急にいいところを言え、なんて言われても、結構困ってしまうものだ。
具体的に、そして社会的にいいところ、なんて難しい。わたしの思ういいところが、社会的にいいところにはならないことの方が多いだろうし。
……あと、あんまり他の人に先輩のいいところとか、そういう魅力を知られたくない。
先輩は、わたしの先輩で、わたしの彼氏なのだ。先輩の良さがわかるのはわたしだけで十分。下手に知られて、誰かに狙われるようになったら、と思うと不安で不安でたまらない。
……でも、悩んでいる先輩の力にはなりたい。
「……わたし、面倒くさいなあ」
そう呟いて、撫でる手はそのままに、先輩の顔を覗き込む。わたしの葛藤はいざ知らず、穏やかな表情だ。
「先輩のいいところの中でも、1番使えるのは、面倒見がいいところ、だと思いますよ」
そして、面倒見の良さをサポートしているのが、そこそこの察しの良さというか、視野の広さというか、そういう感じのものだ。
そこが、きっと先輩の、就活に使えるいいところ。
他にもたくさんあるけれど、先輩曰く、それは就活には使えないらしい。難しいところだ。
「……まあ、就活に使えないいいところはわたしだけが知っているわけですし」
ひとつくらいは、先輩の長所として出してもいい、のかもしれない。本当は、独り占めしたいのだけれど。
……最近、独占欲が強まっている気がする……。
前まではそうでもなかったと思うのだけれど、いつの間にか嫉妬心とか、独占欲とか、そういうものが大きくなってきている気がする。特に、先輩と付き合うようになってから。
先輩は、どうなのだろう。
わたしに対して、どんな風に思っているんだろう。
前々から、心配だけはすごくしてくれていたけれど、独占欲とか、そういうのは聞いたことがない。……今度、聞いてみようかな。

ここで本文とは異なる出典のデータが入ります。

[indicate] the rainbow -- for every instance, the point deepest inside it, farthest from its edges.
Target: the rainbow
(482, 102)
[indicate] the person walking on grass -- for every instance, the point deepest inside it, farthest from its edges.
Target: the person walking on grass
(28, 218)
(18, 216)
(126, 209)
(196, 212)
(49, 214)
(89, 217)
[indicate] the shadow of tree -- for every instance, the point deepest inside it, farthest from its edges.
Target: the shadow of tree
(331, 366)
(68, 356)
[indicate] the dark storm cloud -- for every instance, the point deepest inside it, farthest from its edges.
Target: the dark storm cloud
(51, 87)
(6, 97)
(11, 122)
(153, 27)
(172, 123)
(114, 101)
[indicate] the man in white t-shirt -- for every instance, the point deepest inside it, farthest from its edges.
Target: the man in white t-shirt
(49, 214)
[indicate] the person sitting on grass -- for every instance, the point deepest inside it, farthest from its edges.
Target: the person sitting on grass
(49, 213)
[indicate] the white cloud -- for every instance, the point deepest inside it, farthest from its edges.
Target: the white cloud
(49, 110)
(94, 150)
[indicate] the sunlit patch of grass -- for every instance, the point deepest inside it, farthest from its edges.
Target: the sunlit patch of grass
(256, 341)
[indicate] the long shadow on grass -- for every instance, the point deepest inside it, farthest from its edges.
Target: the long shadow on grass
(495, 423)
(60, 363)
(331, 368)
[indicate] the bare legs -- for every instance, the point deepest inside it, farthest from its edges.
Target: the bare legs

……もしかして、これもわたしの独占欲から出た気持ちかもしれない。
そう思うと、つい呆れ笑いが出てしまう。
片方の想いだけが大きかったり、重かったりすると、上手くいかないこともあるらしいし、ここは要チェックかもしれない。……いや、上手くいかないなんてことにはならないし、絶対に上手くいくようにするけれど。
……だけど、確認するのは先輩が起きてから、の話だ。
今は、眠っている先輩の寝顔を堪能させてもらおう。
……男の子で、先輩な人に思うのもどうかと思うのだけれど、無防備に寝ちゃって、ちょっと可愛いなあ。
これは、写真に収めておきたい表情だ。
そう思って、カバンの中のスマホを手に取ろうとして──
「……あれ? わたし、先輩が起きるまで動けないんじゃ……?」
ギリギリ手の届かない位置にあるカバンを見つめながら、わたしは冷や汗を流した。